Острое почти до физической боли ощущение, что она озлобляется, теряя все, о чем она мечтала и что на какое-то мгновение уже принадлежало ей, было в этот вечер таким невыносимым, что Флорентина была готова жаловаться вслух. Но кто же услышит эту горькую жалобу? Все они в этом доме жили обособленно друг от друга, каждый был погружен в свой внутренний мир, в свои мечты.

Томительная скука словно засасывала ее все глубже и глубже с каждым тиканьем часов, отчетливо раздававшимся в тишине. И как пламя, тлевшее в печи, разгоралось при каждом дуновении ветерка извне, так и лихорадочное возбуждение в ее сердце тоже разгоралось при любом слабом шуме снаружи — при скрипе утоптанного перед дверью снега под мужскими шагами, при звуке голоса.

О, как ей было тоскливо в этот субботний вечер — в вечер ее отдыха! Она охотно закурила бы, чтобы хоть немножко развлечься, чтобы успокоить нервы, измученные сомнениями и надеждой, но не осмеливалась сделать это при матери.

У нее под подушкой была спрятана пачка сигарет; после долгих колебаний она вынула ее, взяла сигарету в губы и перед тем, как чиркнуть спичкой, спросила:

— Тебя не побеспокоит, мама?

Роза-Анна была неприятно поражена.

Флорентина, скрестив ноги, закурила сигарету и тут же пустила колечко дыма в потолок. Тоненькая, задорная, она была похожа на мальчика. «Не надо все время ее пилить», — сказала себе Роза-Анна, скрывая от самой себя свое замешательство. И, слегка покашливая, она ответила спокойно, с некоторым колебанием в голосе:

— Тебе это приятно? Ну что ж, если тебе нравится. Флорентина…

И она снова начала шить, уже не останавливаясь. Разве за все эти годы, прожитые вместе, они смогли хоть на минутку отвлечься от своих повседневных дел и попытаться понять друг друга? Колесо машины снова начало вращаться; оно вращалось, не считаясь с тоской Флорентины, с обрывочными мечтами Розы-Анны, — оно кружилось, как кружатся годы, как кружится Земля, не ведая в своем безудержном вращении о том, что творится на ней от одного ее полюса до другого. Казалось, весь дом был захвачен этим неутомимым вращением колеса. Весь дом был заполнен работой; эта работа не допускала ни разговоров, ни взаимопонимания. Колесо пряло и пряло часы и дни, и в них — погибшие признания: столько голосов умолкло, столько объяснений осталось невысказанными, пока оно, неутомимое, стрекотало и стрекотало.

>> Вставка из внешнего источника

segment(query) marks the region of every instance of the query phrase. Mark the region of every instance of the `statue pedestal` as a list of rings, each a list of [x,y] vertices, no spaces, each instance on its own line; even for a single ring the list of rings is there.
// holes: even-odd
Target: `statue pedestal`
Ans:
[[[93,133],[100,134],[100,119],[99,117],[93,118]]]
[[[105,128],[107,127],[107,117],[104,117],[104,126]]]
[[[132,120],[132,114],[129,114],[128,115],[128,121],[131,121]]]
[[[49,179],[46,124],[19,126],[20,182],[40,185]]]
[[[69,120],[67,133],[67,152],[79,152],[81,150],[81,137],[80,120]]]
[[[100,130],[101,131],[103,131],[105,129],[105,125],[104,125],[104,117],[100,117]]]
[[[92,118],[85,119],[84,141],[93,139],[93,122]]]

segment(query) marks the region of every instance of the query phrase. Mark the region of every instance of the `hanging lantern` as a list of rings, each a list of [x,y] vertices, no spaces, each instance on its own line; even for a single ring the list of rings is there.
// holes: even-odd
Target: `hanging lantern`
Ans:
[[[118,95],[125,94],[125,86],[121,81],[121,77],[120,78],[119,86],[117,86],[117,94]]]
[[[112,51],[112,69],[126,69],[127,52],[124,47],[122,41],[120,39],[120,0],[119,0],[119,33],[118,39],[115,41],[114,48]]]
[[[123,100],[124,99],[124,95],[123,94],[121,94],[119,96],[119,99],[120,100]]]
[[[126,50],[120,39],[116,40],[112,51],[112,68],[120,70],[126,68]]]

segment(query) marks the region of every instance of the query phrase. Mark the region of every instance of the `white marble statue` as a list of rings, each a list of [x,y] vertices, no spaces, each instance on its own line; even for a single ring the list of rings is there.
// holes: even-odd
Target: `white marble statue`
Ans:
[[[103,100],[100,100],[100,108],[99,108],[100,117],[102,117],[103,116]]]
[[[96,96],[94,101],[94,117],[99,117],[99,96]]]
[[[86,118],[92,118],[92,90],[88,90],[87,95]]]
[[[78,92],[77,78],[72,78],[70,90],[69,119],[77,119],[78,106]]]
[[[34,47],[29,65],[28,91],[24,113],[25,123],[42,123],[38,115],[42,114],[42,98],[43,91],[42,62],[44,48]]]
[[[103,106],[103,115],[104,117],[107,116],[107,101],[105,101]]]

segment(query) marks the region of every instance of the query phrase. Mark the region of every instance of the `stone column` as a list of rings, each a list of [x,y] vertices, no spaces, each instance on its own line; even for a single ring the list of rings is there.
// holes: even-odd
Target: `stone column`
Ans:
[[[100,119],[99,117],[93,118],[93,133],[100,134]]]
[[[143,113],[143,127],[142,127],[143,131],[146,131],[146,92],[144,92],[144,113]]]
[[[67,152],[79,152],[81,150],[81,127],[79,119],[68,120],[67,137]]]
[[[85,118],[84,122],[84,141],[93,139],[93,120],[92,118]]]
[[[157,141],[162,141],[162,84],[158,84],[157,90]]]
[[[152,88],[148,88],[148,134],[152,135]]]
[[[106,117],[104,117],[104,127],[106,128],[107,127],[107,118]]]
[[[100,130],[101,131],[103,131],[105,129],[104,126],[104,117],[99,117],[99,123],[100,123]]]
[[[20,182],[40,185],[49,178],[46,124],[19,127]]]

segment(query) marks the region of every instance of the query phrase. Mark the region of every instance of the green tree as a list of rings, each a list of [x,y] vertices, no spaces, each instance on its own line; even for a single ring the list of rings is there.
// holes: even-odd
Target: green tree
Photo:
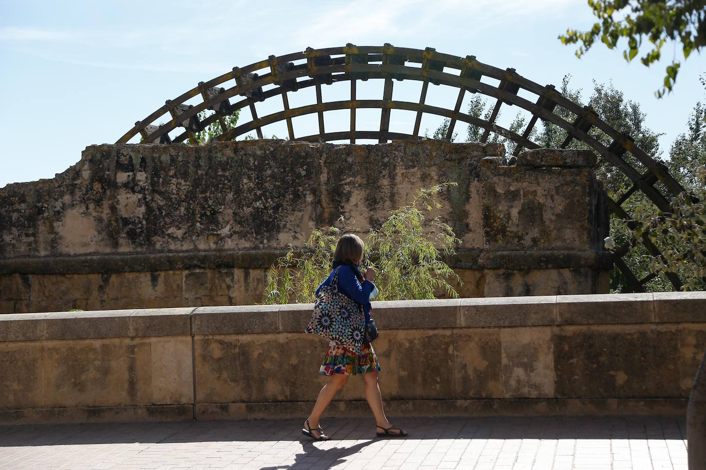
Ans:
[[[599,21],[587,31],[568,29],[559,36],[564,44],[581,43],[578,57],[586,54],[597,39],[609,49],[627,39],[623,56],[628,62],[635,58],[647,39],[650,50],[640,60],[647,67],[659,60],[667,42],[681,44],[685,59],[706,46],[706,0],[588,0],[588,5]],[[680,66],[680,61],[672,58],[663,85],[655,92],[658,97],[671,91]]]
[[[445,183],[420,190],[409,204],[390,212],[379,229],[367,231],[362,264],[378,269],[378,300],[434,299],[440,291],[458,297],[448,280],[459,285],[461,280],[441,256],[453,254],[460,240],[438,216],[429,216],[441,208],[436,195],[455,185]],[[330,271],[339,237],[357,231],[342,217],[338,225],[313,230],[304,247],[290,246],[277,260],[268,276],[265,304],[313,300],[316,287]]]
[[[225,125],[225,131],[235,128],[235,126],[238,124],[238,118],[239,116],[240,110],[237,109],[232,114],[222,116],[213,121],[204,128],[203,130],[194,132],[193,136],[196,138],[196,142],[194,144],[196,145],[204,145],[222,134],[225,131],[221,125],[221,120],[222,120],[223,124]],[[209,115],[205,111],[202,111],[198,113],[199,120],[205,120],[208,117],[209,117]]]

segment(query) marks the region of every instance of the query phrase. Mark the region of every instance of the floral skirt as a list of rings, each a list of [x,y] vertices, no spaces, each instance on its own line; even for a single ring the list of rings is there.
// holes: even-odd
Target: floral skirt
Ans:
[[[378,357],[375,355],[372,345],[364,344],[360,347],[360,354],[356,354],[343,347],[335,341],[330,341],[328,350],[323,357],[323,362],[318,369],[322,376],[333,376],[335,373],[355,375],[366,373],[380,370]]]

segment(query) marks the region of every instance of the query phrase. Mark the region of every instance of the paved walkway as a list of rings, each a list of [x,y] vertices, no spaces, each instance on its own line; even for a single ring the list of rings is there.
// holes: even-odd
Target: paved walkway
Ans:
[[[407,439],[376,438],[371,419],[0,426],[0,469],[674,469],[687,470],[673,418],[397,419]]]

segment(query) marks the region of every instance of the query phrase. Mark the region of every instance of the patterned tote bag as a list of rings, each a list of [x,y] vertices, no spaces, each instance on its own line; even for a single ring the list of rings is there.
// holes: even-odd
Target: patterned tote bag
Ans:
[[[330,285],[321,287],[313,304],[313,314],[304,333],[321,335],[340,342],[349,351],[360,353],[365,333],[363,307],[338,292],[338,270]]]

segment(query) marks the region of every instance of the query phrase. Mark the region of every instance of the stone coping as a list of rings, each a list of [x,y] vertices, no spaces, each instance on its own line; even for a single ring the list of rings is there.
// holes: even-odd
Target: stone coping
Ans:
[[[0,259],[0,274],[69,274],[171,269],[268,269],[287,250],[224,249],[167,253],[95,253]],[[606,268],[609,254],[590,250],[488,251],[462,249],[445,261],[461,269]]]
[[[302,332],[313,304],[0,315],[0,341]],[[706,323],[706,291],[373,302],[378,328]]]

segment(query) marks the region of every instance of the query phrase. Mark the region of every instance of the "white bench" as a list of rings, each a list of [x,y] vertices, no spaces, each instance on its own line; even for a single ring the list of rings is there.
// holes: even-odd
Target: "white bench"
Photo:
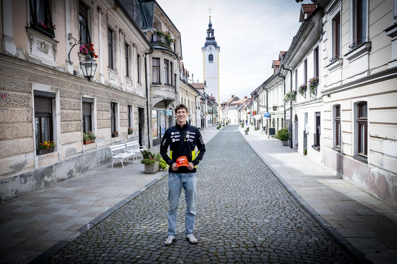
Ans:
[[[139,151],[139,144],[138,143],[138,141],[132,141],[131,142],[125,142],[124,143],[125,145],[126,150],[129,153],[132,154],[133,158],[134,158],[134,162],[135,162],[135,159],[138,160],[138,158],[137,154],[140,152]]]
[[[125,161],[126,158],[128,160],[128,158],[133,155],[127,151],[125,149],[125,144],[118,144],[114,145],[109,147],[110,148],[110,152],[112,152],[112,156],[113,158],[113,161],[112,162],[112,167],[113,167],[113,163],[116,160],[118,160],[121,163],[121,165],[124,168],[124,164],[123,161]]]

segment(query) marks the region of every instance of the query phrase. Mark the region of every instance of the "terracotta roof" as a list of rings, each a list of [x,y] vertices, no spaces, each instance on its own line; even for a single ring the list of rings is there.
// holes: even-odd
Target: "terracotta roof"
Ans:
[[[195,84],[190,84],[196,89],[204,88],[204,83],[203,82],[198,82]]]
[[[316,10],[316,8],[317,6],[313,4],[302,4],[301,8],[301,15],[299,18],[299,22],[303,22],[303,20],[304,20],[305,15],[306,15],[306,17],[307,17],[310,15],[313,11]]]
[[[302,4],[302,8],[303,9],[303,12],[305,13],[307,13],[308,15],[312,13],[312,12],[316,10],[316,6],[313,4]]]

Но порой какое-нибудь происшествие, неожиданное слово или жалоба рассеивали эти чары. Сегодня это сделал приход Азарьюса.

Около восьми часов раздался необычно резкий стук входной двери. Азарьюс вошел в кухню, посвистывая, бросил кепку на вбитый в стену гвоздь, опустил с тяжелым стуком сумку для завтрака на стол; добрую или дурную весть он принес, догадаться было невозможно до тех пор, пока он не появился в двери с сияющим, хотя и запыленным лицом, на котором, кроме удовольствия от возвращения домой, можно было прочесть и еще что-то новое, от чего глаза его красноречиво блестели.